Has science replaced religion? In John and Ken's first discussion on the issue, Ken claims that science can explain everything. Religion insofar as it does anything, certainly does not explain how the world works. Religion and science, then, shouldn't be seen as two different worldviews designed to examine and provide solutions for the same questions. John, on the other hand, challenges this claim. Historically, there have been two arguments from design that have persuaded many people that God must exist in order for the world to exist as it does. The first argument ranges over a somewhat lesser scope than the second, and points to the fact that many things seem to have some kind of purpose or design without which they or other species could not exist or, at least, flourish. For example, it can be argued that trees bear fruit designed in such a way that people can eat it. Sheep grow wool designed to be useful protective human clothing. Even machines, which are not as complicated as human beings, are not a product of luck or random chance. Therefore their must be some higher being, God, who designed the world in such a way to explain its complexity. As Ken points out, this argument lost its soundness after Darwin posed his theory of evolution.

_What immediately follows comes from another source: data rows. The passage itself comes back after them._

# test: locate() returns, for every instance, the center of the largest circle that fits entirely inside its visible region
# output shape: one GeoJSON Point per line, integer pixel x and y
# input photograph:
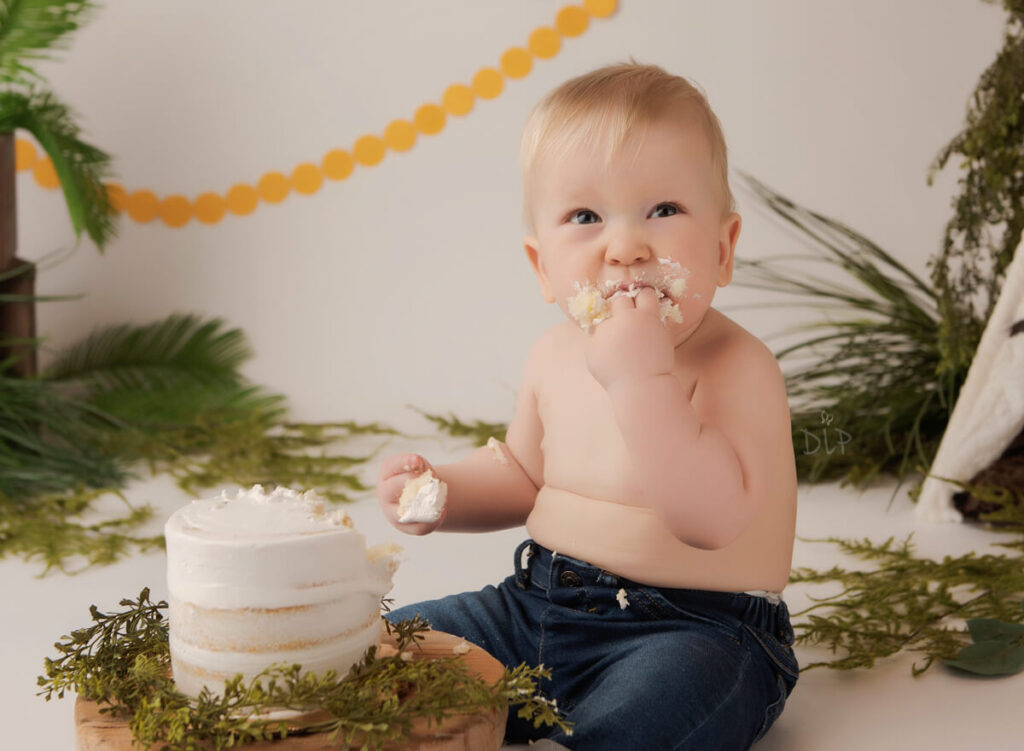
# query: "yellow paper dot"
{"type": "Point", "coordinates": [175, 210]}
{"type": "Point", "coordinates": [516, 63]}
{"type": "Point", "coordinates": [142, 206]}
{"type": "Point", "coordinates": [117, 196]}
{"type": "Point", "coordinates": [369, 150]}
{"type": "Point", "coordinates": [242, 199]}
{"type": "Point", "coordinates": [429, 119]}
{"type": "Point", "coordinates": [487, 83]}
{"type": "Point", "coordinates": [458, 99]}
{"type": "Point", "coordinates": [44, 173]}
{"type": "Point", "coordinates": [545, 42]}
{"type": "Point", "coordinates": [306, 178]}
{"type": "Point", "coordinates": [338, 164]}
{"type": "Point", "coordinates": [399, 135]}
{"type": "Point", "coordinates": [25, 155]}
{"type": "Point", "coordinates": [209, 208]}
{"type": "Point", "coordinates": [272, 188]}
{"type": "Point", "coordinates": [600, 8]}
{"type": "Point", "coordinates": [571, 21]}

The second argument from design, however, begins by questioning the origins of evolution itself. It runs as follows: first, grant that evolution—and not God—can sufficient explanation for the complexity discussed in the first argument. Still, the universal constants that define important parameters for our universe such as the smallest measurable length, the gravitation constant, the rate of expansion, and so on need to be so precise—they would define a different universe if they weren't—that it seems that we couldn't possibly be here by chance. Again, there must be some higher being, God, who selected the constants for the universe in order to explain why such a universe that can sustain human life exists. Physics itself seems to point to the conclusion that if the constants determining the fundamental aspects of our universe were any different, a universe like ours would not exist. However, at least Ken concedes that even if there were an ultimate objection to this argument, it seems that science could not explain everything. After all, questions of ethics and how we ought to live tend to lie outside science's domain. To say that science explains everything, then, is not to say that every question is a scientific one.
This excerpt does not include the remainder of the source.